Bones and bridges cannot be compared exactly from an engineering viewpoint. A bridge always takes stresses along the same lines, between the same points, throughout its lifetime. But the situation for the human body is different. Throughout their lifetime, people change in the way their body weight is distributed (looked in the mirror lately?). For instance, they may, because of arthritis or some disability, change the way they walk and the exact way in which they put weight on the limb.

So when the lines of force transmission through the limb change so that the existing ‘girders’ or ‘braces’ are no longer in the right place, why does bone not eventually fatigue? The fascinating answer is that the bone is not only rebuilding itself, but redesigning itself as the lines of stress change. Remember our imaginary Harbour Bridge that is continually replacing its girders? Imagine that it was often being shifted on to different pylons and tilted at different angles, for example, so that the areas that have the greatest stress are continually somewhat different. Now we would find that replacing existing girders was not sufficient. They must be put into new positions according to precise engineering principles. Those that are no longer usefully bearing stress must be removed and replaced with others at the correct angle. And that is exactly what happens in bone, incredible as it may seem! Programmed in the DNA instructions that are in every cell of our bodies is the marvellous capacity for our bones to continually remodel themselves so that their internal engineering is always lined up so as to exactly cope, in the most efficient possible way, with the precise forces acting upon them. In fact, if the forces get larger (for example, a one-legged man who supports the weight of his body on the one limb all the time) the bone will actually become thicker and stronger.

Dissolving space men

This explains why weightlessness, which looks like such fun, is a major problem for would-be space travellers. No weight means no stress on bone, so the body’s mechanisms have nothing to ‘guide’ their construction. Old bone is still being chewed up, but there is no way of knowing where the new ‘girders’ should be placed.
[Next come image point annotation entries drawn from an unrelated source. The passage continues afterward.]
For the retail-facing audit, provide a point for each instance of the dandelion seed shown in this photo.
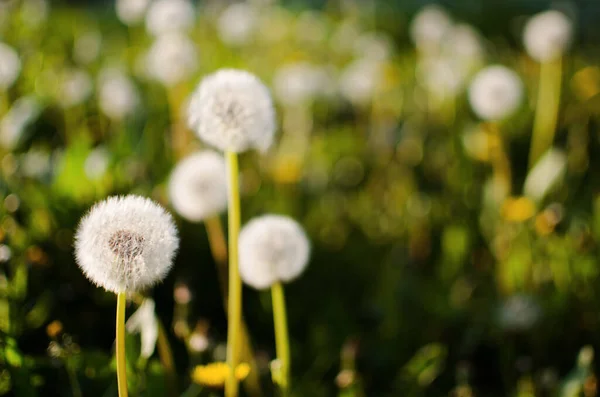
(548, 35)
(232, 110)
(198, 186)
(167, 16)
(117, 95)
(131, 12)
(10, 66)
(495, 93)
(272, 248)
(125, 244)
(172, 59)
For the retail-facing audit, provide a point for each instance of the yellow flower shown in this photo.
(215, 374)
(518, 209)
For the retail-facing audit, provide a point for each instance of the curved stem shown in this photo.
(282, 343)
(121, 360)
(234, 315)
(546, 112)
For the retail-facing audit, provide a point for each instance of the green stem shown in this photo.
(234, 315)
(546, 113)
(121, 360)
(282, 343)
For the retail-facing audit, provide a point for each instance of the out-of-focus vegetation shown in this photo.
(430, 275)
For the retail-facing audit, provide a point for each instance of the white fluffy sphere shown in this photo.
(131, 12)
(495, 93)
(125, 244)
(172, 59)
(548, 35)
(170, 16)
(429, 27)
(10, 66)
(232, 110)
(272, 248)
(198, 186)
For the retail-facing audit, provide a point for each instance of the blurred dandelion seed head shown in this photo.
(495, 93)
(198, 186)
(167, 16)
(232, 110)
(272, 248)
(10, 66)
(173, 58)
(125, 244)
(548, 35)
(131, 12)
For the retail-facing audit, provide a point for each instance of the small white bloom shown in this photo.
(22, 113)
(86, 48)
(76, 87)
(144, 321)
(272, 248)
(546, 173)
(125, 244)
(429, 28)
(237, 23)
(117, 95)
(172, 59)
(232, 110)
(170, 16)
(198, 186)
(10, 66)
(96, 163)
(131, 12)
(548, 35)
(360, 80)
(495, 93)
(300, 83)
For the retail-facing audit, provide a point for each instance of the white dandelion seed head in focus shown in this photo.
(117, 95)
(10, 66)
(86, 48)
(198, 186)
(131, 12)
(300, 82)
(237, 23)
(166, 16)
(547, 35)
(173, 58)
(272, 248)
(125, 244)
(77, 86)
(429, 28)
(495, 93)
(359, 80)
(232, 110)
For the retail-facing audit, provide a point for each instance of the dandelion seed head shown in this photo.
(272, 248)
(165, 16)
(198, 186)
(548, 35)
(125, 244)
(232, 110)
(173, 58)
(495, 93)
(10, 66)
(131, 12)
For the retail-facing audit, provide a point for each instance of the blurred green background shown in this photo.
(424, 280)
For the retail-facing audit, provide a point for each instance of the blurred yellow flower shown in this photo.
(518, 209)
(215, 374)
(54, 329)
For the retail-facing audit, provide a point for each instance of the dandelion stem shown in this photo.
(121, 361)
(546, 114)
(234, 315)
(282, 344)
(218, 247)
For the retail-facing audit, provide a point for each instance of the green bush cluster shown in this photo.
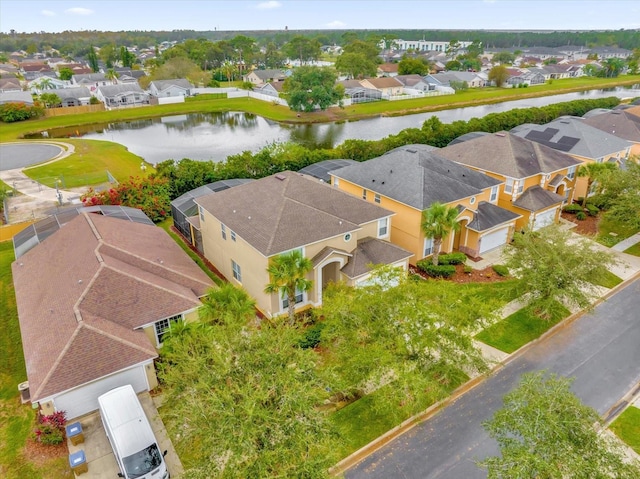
(436, 271)
(501, 270)
(452, 258)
The net result is that the bones tend to ‘dissolve’ and become porous.

Diagram showing four stages of bone healing

Sloppy surgeons?

All of this also explains why a doctor setting a fracture doesn’t have to be anywhere near as precise as you might think. Figure 2a (right) shows a broken bone—let’s say that Figure 2b shows the same bone after the young intern in Casualty has had a go at getting it in the right position and has put plaster on it. Along comes the senior bone specialist whose job it is to check the X-ray. Does he say ‘hold it’ and demand that the two halves of this bone be repositioned so that they are in a perfectly straight line and end-to-end? Not at all, because he knows that this bone will heal (Figure 2c) and will in time ‘remodel’ itself in the way we have described (Figure 2d).

In the first chapter of Romans, we are informed that men and women are ‘without excuse’, since the evidence of God’s power and wisdom is all around them in creation. How much more is this so in our age of tremendous advances in knowledge, which have revealed ever more astonishing marvels of complexity and design in the living world? The glory and honour of such engineering marvels do not belong to ‘nature’, but to Jesus Christ the Creator of all.